Symposium sur l’insécurité linguistique

Des élèves de Whitehorse participent à un tournage sur la construction identitaire. «Parler, c’est affirmer notre présence» est le thème choisi par la FCE pour son Symposium francophone 2018. (Photo: FCE)

Des élèves de Whitehorse participent à un tournage sur la construction identitaire. «Parler, c’est affirmer notre présence» est le thème choisi par la FCE pour son Symposium francophone 2018. (Photo: FCE)


12 janvier 2018 à 13h36

Qui ne manque pas de confiance en écrivant ou parlant français en contexte minoritaire, à part des arrivants de milieu majoritaire? On serait encore plus insécurisés dans les régions où la majorité des couples sont exogames et la première langue des enfants bilingues est l’anglais. Que faire?

Une dizaine d’experts des milieux associatif et académique convergeront vers Winnipeg les 17 et 18 février prochain pour se pencher sur le thème de l’insécurité linguistique lors du Symposium francophone 2018 de la Fédération canadienne des enseignantes et enseignants (FCE). La question préoccupe l’ensemble de la francophonie canadienne.

La vice-présidente de la FCE, Francine LeBlanc-LeBel, précise l’objectif: «L’insécurité linguistique n’existe pas seulement chez nos élèves, mais aussi chez les parents et le personnel enseignant. En fait, elle touche toute la communauté.»

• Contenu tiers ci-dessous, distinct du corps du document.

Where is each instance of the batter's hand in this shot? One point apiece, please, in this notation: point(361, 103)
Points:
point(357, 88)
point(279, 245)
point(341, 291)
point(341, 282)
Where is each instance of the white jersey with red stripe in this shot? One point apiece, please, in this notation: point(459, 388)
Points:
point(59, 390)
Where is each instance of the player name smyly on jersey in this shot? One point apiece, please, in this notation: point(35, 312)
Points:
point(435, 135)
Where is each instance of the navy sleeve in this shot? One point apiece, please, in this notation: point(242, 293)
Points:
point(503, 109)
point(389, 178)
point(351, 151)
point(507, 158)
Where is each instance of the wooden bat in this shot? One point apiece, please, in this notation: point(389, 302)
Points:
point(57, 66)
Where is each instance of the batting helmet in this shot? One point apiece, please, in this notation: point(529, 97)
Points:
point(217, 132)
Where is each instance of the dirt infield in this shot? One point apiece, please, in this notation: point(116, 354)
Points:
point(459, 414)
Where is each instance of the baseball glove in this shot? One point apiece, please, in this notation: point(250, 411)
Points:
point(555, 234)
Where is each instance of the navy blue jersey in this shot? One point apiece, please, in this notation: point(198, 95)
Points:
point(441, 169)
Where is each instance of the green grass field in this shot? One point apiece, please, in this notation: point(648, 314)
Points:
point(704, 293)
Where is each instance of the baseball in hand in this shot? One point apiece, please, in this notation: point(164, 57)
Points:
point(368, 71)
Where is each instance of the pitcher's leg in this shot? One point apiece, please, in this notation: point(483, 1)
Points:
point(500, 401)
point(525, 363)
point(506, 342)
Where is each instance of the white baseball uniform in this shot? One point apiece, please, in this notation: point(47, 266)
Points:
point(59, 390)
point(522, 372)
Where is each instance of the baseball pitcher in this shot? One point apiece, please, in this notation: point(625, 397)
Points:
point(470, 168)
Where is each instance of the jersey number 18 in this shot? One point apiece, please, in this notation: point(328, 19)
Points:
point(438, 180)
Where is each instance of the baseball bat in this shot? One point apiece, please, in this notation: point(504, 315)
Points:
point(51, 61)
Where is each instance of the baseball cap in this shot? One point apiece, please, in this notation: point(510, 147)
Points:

«D’autres termes existent dans le discours public, par exemple ‘confiance langagière’ et ‘sécurité linguistique’. Mais le but (de la stratégie) reste le même: trouver des actions concrètes où chacun peut participer à petite échelle.»

Impliquer la communauté

L’approche du Symposium, qui se déroule normalement entre éducateurs, est donc différente cette année. Il s’agit de «créer des liens avec des membres des communautés», souligne la coordonnatrice de l’évènement, Sara Lafrance, la directrice par intérim du Programme pour la francophonie de la FCE.

On mettra notamment en valeur des ressources sur la construction identitaire développées par des organismes nationaux. La coordonnatrice donne l’exemple de l’utilisation à l’Île-du-Prince-Édouard de la collection VOIR GRAND, publiée par l’Association canadienne d’éducation de langue française (ACELF).

«C’est fantastique ce que les parents de l’Île ont fait. Ils ont créé des espaces pour les parents et vont leur donner des trucs, des liens et du support pour qu’il y ait plus d’enfants inscrits à l’école française. Depuis que ce projet est en place, le nombre de francophones a augmenté.»

La conférence donnera la parole à des pédagogues, des intervenants et des chercheurs, dont la coordonnatrice Paule Buors de la Division scolaire franco-manitobaine, le directeur général de l’ACELF, Richard Lacombe, la sociolinguiste Phyllis Dalley et le politicologue Martin Normand de l’Université d’Ottawa.

Quand je dis Bonjour et qu’on me répond Hi

Sara Lafrance connaît bien le phénomène de l’insécurité linguistique après avoir travaillé dans plusieurs régions du pays. «Ce n’est pas facile de se faire dire ‘I don’t speak French’ quand tu demandes un service du gouvernement et de mettre le pied à terre. La plupart des gens autour de moi ne vont pas demander, ils ne veulent pas faire de trouble.»

L’étudiante au doctorat en éducation note qu’elle a rencontré «plein de personnes âgées qui se faisaient débâtir dans la cour de récréation quand elles étaient jeunes» et qui ne sont pas portées aujourd’hui à parler français à leurs petits-enfants.

Sara Lafrance vit en milieu minoritaire depuis 18 ans. «Les francophones savent qu’ils ont des droits. Mais quand je rentre dans un commerce, que je dis Bonjour et qu’on me répond Hi, on continue la conversation en anglais.» Elle se souvient aussi d’avoir été témoin d’échanges en anglais entre francophones. «Les jeunes de certaines communautés, c’est ça qu’ils ont comme modèles.»